Welcome to the cyCombine reference manual! This manual will show how to use the main functions of cyCombine - either using the recommended (all-in-one) workflow or the modular workflow, which is more customizable to fit specific data inputs.
cyCombine works on dataframes/tibbles in R. If you already have data in R or in a readable text format, the conversion to dataframe/tibble should be relatively straightforward. However, it is expected that most users will start their analysis from FCS files.
Alongside a directory of FCS files, a metadata and a panel file are assumed to be present.

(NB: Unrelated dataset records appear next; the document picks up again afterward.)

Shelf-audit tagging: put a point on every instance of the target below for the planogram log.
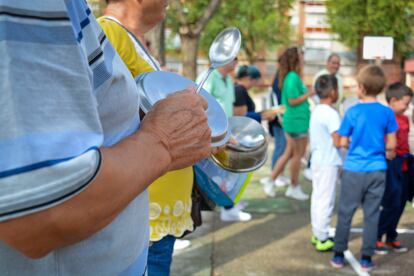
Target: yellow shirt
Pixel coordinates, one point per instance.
(170, 195)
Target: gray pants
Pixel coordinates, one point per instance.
(365, 189)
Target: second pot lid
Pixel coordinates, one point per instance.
(159, 84)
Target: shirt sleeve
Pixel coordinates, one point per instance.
(346, 127)
(240, 94)
(125, 47)
(333, 122)
(392, 125)
(50, 131)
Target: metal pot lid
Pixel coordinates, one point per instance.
(155, 86)
(248, 133)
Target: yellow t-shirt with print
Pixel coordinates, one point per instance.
(170, 195)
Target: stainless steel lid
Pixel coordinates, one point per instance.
(154, 86)
(248, 151)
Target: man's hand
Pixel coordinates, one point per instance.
(390, 154)
(179, 122)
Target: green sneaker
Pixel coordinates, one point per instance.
(314, 240)
(323, 246)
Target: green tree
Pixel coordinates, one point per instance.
(353, 19)
(263, 24)
(188, 18)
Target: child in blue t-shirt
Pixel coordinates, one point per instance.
(364, 129)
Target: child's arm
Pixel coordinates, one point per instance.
(390, 145)
(336, 139)
(344, 142)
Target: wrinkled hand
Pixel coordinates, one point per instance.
(180, 123)
(390, 154)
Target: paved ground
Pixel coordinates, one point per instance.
(275, 242)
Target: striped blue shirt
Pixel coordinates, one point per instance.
(64, 93)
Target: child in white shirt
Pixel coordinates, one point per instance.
(326, 160)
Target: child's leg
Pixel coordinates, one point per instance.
(374, 186)
(323, 198)
(350, 198)
(298, 149)
(390, 203)
(401, 200)
(283, 159)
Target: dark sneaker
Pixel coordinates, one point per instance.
(397, 247)
(380, 248)
(367, 265)
(323, 246)
(338, 261)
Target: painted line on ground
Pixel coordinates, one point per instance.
(354, 264)
(360, 230)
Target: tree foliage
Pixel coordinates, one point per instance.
(263, 24)
(353, 19)
(188, 18)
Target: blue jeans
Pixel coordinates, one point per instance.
(160, 256)
(280, 143)
(394, 199)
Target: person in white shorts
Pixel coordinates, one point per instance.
(326, 161)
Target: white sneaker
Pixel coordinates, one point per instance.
(279, 182)
(296, 192)
(268, 186)
(285, 179)
(307, 173)
(181, 244)
(234, 214)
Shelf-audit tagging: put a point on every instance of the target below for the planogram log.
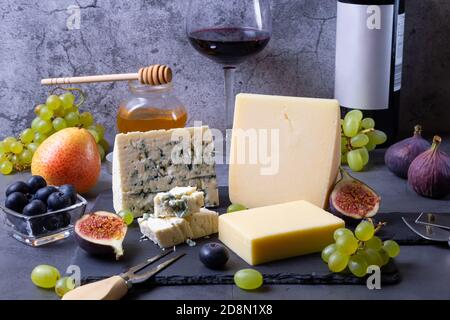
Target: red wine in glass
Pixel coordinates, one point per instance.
(229, 46)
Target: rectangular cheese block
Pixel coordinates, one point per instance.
(277, 232)
(146, 163)
(283, 149)
(171, 231)
(178, 202)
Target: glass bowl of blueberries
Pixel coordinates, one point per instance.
(36, 214)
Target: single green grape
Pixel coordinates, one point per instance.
(39, 137)
(59, 124)
(95, 135)
(355, 160)
(67, 100)
(391, 248)
(368, 123)
(27, 135)
(344, 159)
(235, 207)
(26, 157)
(365, 230)
(374, 243)
(101, 151)
(342, 232)
(53, 102)
(360, 140)
(347, 244)
(248, 279)
(328, 251)
(6, 167)
(384, 257)
(38, 108)
(373, 257)
(127, 216)
(16, 147)
(364, 155)
(72, 119)
(337, 261)
(33, 147)
(45, 276)
(64, 285)
(34, 123)
(357, 265)
(45, 113)
(377, 137)
(86, 119)
(44, 126)
(351, 127)
(354, 114)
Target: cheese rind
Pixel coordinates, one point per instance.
(277, 232)
(146, 163)
(179, 202)
(171, 231)
(305, 158)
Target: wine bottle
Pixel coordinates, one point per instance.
(369, 59)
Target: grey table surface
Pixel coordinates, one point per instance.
(425, 270)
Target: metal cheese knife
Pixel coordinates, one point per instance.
(428, 232)
(116, 287)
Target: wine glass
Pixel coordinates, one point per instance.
(228, 32)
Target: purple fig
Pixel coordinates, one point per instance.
(429, 173)
(399, 156)
(352, 198)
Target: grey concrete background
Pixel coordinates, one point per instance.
(121, 36)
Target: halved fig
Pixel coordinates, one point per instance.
(352, 198)
(101, 233)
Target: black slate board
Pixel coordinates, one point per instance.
(309, 269)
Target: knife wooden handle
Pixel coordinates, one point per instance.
(113, 288)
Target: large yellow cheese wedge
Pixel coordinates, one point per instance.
(276, 232)
(283, 149)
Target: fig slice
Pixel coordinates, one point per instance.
(101, 233)
(352, 198)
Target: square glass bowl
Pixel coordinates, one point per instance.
(44, 228)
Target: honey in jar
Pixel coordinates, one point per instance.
(150, 108)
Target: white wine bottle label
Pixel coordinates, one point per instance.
(363, 55)
(399, 52)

These files are helpful in generating the tibble structure, which is processable with cyCombine. I.e. besides containing the protein marker expression per cell, the tibble should also contain information regarding the batch of origin per cell, and generally it is easier to work with data that also encompasses the sample IDs - and potential conditions. This information should be contained in a metadata file.
The panel information is also nice to have for several reasons:
The metadata of our example has the following columns:
| Filename | batch | condition | Patient_id |
|---|---|---|---|
In addition, when replicated samples/anchors are included, it may be relevant to also use the column anchor as described below.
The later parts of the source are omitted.